View Single Post
  #190   Report Post  
Posted to uk.d-i-y
Andrew Gabriel Andrew Gabriel is offline
external usenet poster
 
Posts: 11,175
Default American toilets

In article ,
Derek ^ writes:
On 24 Aug 2006 15:22:53 GMT, "Bob Eager" wrote:

On Wed, 23 Aug 2006 22:01:23 UTC, Derek ^
wrote:

Whatever did happen to A.E.I. G.E.C. English Electric, Metro Cammell,
Elliot Automation, Lyons Electronic Office, Marconi ?


GEC merged with Marconi...who didn't collapse until this government..


That wasn't the original "Marconi" it was a re-launching re-branding
marketing exercise involving mostly bought in aquisitions. When I
started work after Uni (1969) a great many ex Marconi engineers
started with me on the same day.


GEC owned the Marconi name since the late 1960's, and some
GEC Companies continued using it.

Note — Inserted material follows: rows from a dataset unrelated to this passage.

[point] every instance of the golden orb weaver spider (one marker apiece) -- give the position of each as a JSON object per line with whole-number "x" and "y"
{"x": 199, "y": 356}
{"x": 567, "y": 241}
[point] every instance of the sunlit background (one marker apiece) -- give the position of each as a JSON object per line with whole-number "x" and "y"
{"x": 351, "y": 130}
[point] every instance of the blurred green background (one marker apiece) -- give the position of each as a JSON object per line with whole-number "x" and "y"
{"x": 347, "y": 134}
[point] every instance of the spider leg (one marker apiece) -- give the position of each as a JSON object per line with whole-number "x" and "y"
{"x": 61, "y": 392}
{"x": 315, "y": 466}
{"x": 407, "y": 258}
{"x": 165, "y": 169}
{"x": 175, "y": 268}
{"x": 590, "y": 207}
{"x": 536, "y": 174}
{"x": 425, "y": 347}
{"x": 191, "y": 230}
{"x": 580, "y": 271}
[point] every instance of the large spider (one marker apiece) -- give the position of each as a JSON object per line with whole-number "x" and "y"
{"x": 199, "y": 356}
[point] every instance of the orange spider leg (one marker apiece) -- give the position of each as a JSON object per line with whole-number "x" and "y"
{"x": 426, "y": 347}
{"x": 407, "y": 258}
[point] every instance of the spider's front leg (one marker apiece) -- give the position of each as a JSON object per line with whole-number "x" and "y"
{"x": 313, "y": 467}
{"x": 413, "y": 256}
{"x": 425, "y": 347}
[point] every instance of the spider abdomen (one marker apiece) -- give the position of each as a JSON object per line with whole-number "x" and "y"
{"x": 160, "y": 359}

In the late 1990's, GEC
decided that the Marconi brand was better known worldwide
than the GEC name, and so they switched the name to Marconi,
ditching the GEC and GPT names. There were many attempts by
various GEC companies over the years to get the GEC logo
updated to something modern, but Weinstock wouldn't pay the
worldwide costs of doing so.

Elliott and EE merged with ICT to form ICL. Do try and keep up. LEO were
made by EE.


ICT got only the data processing part of Elliotts, which was
mainly the rebadged NCR Elliott 4100 systems. All the rest
of Elliotts (the computer systems they designed themselves
and all the non computing parts of the business) moved into
GEC. I have the slides shown to the workforce when this
happened, and I put some online at
http://www.cucumber.demon.co.uk/geccl/19471972

Following the split into GEC and ICT, GEC were not permitted
to operate in the Data Processing business for 5 years, and
ICT were not permitted to operate in the real-time, process
control, and military market areas for 5 years.

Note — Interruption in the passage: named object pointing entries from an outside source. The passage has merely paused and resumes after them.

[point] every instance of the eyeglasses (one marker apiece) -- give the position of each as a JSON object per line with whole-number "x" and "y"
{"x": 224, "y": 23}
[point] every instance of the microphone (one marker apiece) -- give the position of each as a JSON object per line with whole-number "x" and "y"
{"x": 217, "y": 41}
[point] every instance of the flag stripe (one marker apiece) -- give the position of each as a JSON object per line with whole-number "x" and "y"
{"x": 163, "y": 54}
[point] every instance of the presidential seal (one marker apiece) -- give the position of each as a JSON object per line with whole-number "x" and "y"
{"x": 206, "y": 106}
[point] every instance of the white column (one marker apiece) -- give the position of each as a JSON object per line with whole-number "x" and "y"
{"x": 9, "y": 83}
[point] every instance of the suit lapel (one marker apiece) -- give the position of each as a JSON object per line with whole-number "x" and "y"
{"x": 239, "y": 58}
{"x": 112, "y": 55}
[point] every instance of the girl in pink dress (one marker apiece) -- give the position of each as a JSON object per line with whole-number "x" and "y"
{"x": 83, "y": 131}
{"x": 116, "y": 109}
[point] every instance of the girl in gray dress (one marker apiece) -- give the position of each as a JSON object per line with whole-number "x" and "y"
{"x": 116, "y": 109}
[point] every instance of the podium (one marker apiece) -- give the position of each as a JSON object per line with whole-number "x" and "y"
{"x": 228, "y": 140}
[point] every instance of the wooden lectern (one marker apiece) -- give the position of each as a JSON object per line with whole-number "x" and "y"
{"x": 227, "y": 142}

The computing part of Elliotts was renamed GEC Computers
in 1971, and remained in the former Elliott main building
until around 2002. That's also about the time the last
Elliott commercial computer system ceased being on maintenance
(it was used for traffic light control, in Birmingham IIRC).
Some of the Elliott military systems may still be in use.